Wie kamen die Römer in Augsburg an ihr Wasser?

Kurz vor der Jahrtausendwende hatten die Lechfluten das erste Römerlager in Oberhausen weggeschwemmt. Um 15 n. Chr. legten die 3000 Legionäre ein neues Militärlager an, diesmal auf der Hochterrasse nordöstlich des Doms. Mit einem Nachteil: Lech und Wertach lagen nun 15 Meter tiefer.

Den antiken Ingenieuren war klar, dass ein Aquädukt über das Lechtal für die Wasserversorgung zu teuer und aufwändig werden würde. Sebastian Gairhos, Chefarchäologe der Stadt Augsburg, erklärt in seinem Vortrag zur Regio-Reihe „Augsburger Wassertage“, Reste solch steinerner Bögen zwischen Friedberg und Augsburg wären sensationell gewesen.

Die Baumeister wussten es jedoch besser. Lech und Wertach traten zur Schneeschmelze über die Ufer und nahmen mit, was nicht niet- und nagelfest war. Fundamente für ein Aquädukt hätten extrem tief im Flussbett verankert werden müssen.

Doch Wasser musste her. Die Römer hatten einen enormen Wasserverbrauch für Latrinen, Bäder, Textilherstellung und als Antriebskraft für Steinsägen und Getreidemühlen.

In Augsburg sind Bodendenkmäler solch industrieller Anlagen zwar noch nicht gesichtet worden. Doch die Einzelfunde der Stadtarchäologen belegen: Es hat sie gegeben. Große Baustellen wie der Neubau von Erdgas Schwaben in der Bayerstraße legten Beweise für ein Kanalnetz im Stadtgebiet frei.

Baustellen in Augsburg fördern Erstaunliches zutage

Als das Unternehmen 2011 auf eine alte Lehmgrube stieß, meldeten die Archäologen Grabungsinteresse. Am Grund der Grube entdeckten sie Kalksinterbänke, elf Wasserrinnen und Spuren von Holzpfosten für die Ufersicherung.

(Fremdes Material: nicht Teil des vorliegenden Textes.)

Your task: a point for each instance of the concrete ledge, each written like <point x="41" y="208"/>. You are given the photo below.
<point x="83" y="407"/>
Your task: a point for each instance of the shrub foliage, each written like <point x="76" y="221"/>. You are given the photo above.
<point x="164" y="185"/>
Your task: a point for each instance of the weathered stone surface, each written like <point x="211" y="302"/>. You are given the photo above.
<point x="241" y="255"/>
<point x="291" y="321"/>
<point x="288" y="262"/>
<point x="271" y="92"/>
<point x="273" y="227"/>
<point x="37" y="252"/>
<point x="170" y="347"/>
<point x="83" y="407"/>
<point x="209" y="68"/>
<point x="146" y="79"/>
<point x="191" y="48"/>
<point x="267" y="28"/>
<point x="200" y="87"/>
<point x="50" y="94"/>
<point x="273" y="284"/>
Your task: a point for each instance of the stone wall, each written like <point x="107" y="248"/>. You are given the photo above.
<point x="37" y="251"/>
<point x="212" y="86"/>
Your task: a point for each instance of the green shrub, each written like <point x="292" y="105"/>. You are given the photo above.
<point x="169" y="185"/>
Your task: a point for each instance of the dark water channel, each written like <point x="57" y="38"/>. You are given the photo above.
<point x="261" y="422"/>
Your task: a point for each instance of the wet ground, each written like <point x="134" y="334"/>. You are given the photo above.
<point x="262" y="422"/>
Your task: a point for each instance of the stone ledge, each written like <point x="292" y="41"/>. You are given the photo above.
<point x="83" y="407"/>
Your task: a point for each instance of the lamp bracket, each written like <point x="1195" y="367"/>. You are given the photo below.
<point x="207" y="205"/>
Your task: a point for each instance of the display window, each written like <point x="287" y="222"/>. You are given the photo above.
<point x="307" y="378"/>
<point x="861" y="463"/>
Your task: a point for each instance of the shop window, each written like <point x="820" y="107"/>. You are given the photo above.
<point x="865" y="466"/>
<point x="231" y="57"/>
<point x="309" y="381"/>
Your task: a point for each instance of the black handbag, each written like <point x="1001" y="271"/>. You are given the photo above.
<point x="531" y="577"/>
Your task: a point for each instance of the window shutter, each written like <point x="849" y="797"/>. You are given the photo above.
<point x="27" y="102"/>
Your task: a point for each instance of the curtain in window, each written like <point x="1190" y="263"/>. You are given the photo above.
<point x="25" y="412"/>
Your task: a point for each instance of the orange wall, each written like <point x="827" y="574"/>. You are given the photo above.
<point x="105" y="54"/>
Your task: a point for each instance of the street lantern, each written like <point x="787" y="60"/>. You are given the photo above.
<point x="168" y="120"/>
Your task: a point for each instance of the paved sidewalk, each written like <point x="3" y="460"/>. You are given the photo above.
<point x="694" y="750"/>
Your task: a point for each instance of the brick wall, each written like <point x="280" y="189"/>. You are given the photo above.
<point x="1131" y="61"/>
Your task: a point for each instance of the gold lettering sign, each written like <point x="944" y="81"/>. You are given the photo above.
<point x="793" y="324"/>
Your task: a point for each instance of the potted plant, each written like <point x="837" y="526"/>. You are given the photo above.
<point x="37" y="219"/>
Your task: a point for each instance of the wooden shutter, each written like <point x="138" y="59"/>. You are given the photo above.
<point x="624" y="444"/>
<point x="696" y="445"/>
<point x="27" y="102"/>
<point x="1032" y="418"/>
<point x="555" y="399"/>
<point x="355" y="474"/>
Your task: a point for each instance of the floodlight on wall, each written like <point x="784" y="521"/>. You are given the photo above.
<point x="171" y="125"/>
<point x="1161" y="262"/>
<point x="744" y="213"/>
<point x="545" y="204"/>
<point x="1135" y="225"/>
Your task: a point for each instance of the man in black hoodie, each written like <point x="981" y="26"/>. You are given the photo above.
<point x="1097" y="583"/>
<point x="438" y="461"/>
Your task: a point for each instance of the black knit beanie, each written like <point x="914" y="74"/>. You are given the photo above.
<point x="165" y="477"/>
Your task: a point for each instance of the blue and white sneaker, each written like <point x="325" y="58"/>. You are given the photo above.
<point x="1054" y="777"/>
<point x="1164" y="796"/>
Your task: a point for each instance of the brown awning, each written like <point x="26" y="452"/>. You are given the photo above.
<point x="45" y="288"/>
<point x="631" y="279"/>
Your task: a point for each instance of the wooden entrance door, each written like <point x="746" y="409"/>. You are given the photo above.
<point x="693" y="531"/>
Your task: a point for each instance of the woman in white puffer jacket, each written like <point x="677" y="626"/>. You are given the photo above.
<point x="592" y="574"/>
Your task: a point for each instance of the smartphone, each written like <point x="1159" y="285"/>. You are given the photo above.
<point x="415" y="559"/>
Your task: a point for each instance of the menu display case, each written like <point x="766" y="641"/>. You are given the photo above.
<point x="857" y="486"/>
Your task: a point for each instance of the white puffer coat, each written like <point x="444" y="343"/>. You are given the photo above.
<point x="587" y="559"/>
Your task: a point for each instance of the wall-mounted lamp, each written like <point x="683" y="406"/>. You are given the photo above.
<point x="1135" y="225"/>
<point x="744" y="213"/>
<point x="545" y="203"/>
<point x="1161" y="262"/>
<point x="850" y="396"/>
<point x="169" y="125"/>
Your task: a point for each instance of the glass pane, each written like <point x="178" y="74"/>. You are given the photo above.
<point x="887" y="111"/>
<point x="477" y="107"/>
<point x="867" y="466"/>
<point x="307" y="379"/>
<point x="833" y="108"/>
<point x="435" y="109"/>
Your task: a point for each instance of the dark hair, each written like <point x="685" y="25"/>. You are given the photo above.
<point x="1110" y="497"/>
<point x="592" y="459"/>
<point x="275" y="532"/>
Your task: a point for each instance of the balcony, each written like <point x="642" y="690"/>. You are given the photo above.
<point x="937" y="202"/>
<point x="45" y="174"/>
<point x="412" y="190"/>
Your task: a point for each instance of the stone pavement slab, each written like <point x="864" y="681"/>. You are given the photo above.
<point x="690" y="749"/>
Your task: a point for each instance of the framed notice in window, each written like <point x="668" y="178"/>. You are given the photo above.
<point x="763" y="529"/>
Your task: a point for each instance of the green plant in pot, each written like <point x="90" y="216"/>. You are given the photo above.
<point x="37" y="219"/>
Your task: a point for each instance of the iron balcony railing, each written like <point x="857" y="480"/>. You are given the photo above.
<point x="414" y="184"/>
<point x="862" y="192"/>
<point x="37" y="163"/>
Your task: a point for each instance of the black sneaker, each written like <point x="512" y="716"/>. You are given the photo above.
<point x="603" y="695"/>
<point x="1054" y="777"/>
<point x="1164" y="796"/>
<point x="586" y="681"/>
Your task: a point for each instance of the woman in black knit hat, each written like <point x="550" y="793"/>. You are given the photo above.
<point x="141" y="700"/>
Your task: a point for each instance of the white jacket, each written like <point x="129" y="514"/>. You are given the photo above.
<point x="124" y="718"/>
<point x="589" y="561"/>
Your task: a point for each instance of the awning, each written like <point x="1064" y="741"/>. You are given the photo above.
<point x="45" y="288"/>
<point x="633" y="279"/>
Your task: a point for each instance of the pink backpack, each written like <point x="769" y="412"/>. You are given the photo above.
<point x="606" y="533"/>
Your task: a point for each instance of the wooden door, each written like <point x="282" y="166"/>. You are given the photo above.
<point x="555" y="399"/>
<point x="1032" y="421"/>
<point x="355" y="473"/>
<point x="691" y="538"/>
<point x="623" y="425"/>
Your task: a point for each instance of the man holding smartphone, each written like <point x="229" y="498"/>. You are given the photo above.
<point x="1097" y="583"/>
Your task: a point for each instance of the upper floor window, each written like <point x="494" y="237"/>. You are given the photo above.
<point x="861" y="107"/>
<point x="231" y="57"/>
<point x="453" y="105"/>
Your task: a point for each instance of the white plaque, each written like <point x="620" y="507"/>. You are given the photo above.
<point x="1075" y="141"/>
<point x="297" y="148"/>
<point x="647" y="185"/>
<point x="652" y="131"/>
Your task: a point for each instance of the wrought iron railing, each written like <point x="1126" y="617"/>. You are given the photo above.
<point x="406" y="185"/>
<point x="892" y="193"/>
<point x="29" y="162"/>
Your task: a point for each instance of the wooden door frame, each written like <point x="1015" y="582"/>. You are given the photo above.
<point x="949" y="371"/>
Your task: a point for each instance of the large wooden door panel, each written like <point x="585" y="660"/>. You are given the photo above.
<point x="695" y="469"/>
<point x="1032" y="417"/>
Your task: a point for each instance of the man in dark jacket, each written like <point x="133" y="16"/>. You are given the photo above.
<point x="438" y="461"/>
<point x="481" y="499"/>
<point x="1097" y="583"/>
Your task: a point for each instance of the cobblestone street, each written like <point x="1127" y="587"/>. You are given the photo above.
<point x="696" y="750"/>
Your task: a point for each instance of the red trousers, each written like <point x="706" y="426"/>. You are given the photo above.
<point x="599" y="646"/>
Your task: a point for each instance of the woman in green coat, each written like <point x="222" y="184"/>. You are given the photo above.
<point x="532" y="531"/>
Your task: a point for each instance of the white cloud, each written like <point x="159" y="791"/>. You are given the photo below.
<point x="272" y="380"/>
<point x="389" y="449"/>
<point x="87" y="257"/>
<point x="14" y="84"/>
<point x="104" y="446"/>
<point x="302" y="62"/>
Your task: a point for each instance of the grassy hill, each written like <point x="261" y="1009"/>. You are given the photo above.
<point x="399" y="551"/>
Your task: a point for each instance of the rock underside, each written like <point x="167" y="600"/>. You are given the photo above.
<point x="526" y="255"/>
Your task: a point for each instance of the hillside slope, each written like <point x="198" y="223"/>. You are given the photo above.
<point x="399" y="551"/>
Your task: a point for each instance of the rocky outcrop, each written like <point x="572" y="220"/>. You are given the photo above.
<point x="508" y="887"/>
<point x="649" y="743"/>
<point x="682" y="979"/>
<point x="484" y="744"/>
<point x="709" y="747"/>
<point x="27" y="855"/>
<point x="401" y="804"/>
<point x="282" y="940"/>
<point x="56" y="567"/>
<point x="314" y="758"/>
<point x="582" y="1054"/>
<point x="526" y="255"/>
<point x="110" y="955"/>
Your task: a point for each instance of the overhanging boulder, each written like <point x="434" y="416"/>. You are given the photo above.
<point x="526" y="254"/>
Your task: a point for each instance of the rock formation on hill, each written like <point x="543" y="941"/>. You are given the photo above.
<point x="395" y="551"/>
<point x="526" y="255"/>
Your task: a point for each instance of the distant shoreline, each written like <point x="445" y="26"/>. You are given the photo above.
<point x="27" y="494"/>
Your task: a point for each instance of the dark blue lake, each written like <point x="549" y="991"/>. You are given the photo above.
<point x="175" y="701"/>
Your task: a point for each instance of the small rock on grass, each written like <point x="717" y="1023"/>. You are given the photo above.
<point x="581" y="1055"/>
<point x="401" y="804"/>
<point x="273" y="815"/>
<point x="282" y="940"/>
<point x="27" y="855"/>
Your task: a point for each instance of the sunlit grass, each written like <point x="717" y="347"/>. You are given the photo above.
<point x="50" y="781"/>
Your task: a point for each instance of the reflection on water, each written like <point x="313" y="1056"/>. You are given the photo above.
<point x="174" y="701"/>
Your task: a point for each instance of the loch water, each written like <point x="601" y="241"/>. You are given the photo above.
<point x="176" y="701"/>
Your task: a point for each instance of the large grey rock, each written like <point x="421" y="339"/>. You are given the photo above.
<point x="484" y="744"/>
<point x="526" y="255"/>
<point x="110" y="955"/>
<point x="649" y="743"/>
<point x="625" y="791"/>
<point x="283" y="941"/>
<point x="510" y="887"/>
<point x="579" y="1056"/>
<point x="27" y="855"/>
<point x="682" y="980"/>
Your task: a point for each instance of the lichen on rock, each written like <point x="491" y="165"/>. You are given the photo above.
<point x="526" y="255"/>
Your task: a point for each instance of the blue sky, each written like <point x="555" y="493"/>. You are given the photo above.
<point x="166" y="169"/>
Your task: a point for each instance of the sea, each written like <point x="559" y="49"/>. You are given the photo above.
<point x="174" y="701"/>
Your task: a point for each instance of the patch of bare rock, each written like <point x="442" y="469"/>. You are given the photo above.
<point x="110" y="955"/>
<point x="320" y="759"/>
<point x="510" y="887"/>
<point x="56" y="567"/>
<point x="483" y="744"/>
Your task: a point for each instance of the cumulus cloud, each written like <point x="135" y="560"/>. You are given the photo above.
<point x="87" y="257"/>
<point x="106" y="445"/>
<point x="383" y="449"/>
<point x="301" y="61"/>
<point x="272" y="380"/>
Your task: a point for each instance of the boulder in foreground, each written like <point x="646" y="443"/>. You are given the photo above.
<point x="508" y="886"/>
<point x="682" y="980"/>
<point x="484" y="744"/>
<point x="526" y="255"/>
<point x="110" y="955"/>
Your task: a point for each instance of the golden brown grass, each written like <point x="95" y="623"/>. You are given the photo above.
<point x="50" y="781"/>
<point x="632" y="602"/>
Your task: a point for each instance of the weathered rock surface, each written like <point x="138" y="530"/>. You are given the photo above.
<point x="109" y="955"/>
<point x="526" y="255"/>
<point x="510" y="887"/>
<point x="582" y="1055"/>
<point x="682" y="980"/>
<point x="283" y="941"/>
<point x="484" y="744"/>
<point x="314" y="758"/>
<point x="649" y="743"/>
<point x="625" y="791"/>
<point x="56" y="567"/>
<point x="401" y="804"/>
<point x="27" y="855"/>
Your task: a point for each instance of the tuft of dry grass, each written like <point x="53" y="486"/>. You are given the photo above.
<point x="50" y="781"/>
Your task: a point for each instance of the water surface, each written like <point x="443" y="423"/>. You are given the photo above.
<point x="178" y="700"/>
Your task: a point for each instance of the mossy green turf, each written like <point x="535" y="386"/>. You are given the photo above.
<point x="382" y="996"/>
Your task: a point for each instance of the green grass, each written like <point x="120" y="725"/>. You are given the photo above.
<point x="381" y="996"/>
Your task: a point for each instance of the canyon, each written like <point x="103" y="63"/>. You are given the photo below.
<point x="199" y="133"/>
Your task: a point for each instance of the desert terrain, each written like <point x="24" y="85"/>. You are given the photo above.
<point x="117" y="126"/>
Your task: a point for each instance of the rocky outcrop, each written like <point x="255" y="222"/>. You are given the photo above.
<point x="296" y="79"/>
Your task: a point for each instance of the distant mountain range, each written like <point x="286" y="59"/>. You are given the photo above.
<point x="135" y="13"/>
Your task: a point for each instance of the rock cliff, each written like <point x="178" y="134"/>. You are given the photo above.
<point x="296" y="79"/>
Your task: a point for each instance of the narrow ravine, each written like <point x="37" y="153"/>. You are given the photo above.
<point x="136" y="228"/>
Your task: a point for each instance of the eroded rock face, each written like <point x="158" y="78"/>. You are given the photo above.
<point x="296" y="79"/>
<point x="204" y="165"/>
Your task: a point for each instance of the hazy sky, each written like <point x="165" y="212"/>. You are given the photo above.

Augsburger Geologen registrierten zudem Reste von Mühlsteinen aus Lechbrucker Sandstein und belegten damit für Augsburg erstmals einen Mühlenstandort. Außerdem tauchten Gürtelschnallen auf und auf vier Metern Kanallänge allein 20 römische Münzen. Gairhos vermutet, dass schon die Römer solche Werte im Wasser versenkten, um Glück und Götter bei Laune zu halten.

100000 Kubikmeter Wasser schossen pro Tag durch den Bach in Richtung östliches Domviertel. Als Quelle machten die Forscher nach langem Suchen eine künstliche Abzweigung der Singold etwa 30 Kilometer südlich am Fuß der Hochterasse aus.

Bei Igling hatte der Fluss sechs Prozent Gefälle. Gairhos geht davon aus, dass schon die ersten Legionäre den Fluss stauten und innerhalb von zwei Sommern einen Kanal mit nur zwei Prozent Gefälle errichteten, sodass das Wasser über mehrere Kilometer leicht bergauf auf die Hochterasse geführt werden konnte.

In Igling zweigten die Römer Wasser von der Singold ab, das hoch genug lag, um es per Kanal bis ins heutige Domviertel zu leiten.

Luftbilder und Laserscans machten weitere Gräben unter den Wiesen und Äckern zwischen der B17 und der Bahnstrecke nach Schwabmünchen sichtbar. Nur in einem Wald bei Hurlach ist eine 2000 Jahre alte Rinne noch mit bloßem Auge zu erkennen.

300 Jahre lang verlief das Netz in vier offenen Hauptgräben und mindestens 12 Einzelleitungen am Hauptbahnhof und Diako vorbei Richtung Heilig Kreuz. Von diesem höchsten Punkt aus wurde das Wasser verteilt.

Übrigens taugte es nur für Hygiene und Produktionsanlagen. Sauberes Trinkwasser gewannen die Römer zusätzlich aus zahlreichen hölzernen Brunnen, wie sie in der Heilig-Kreuz-Straße gefunden wurden: 11 bis 12 Meter tief, Holzverschalung. Nutzungsdauer: 400 Jahre.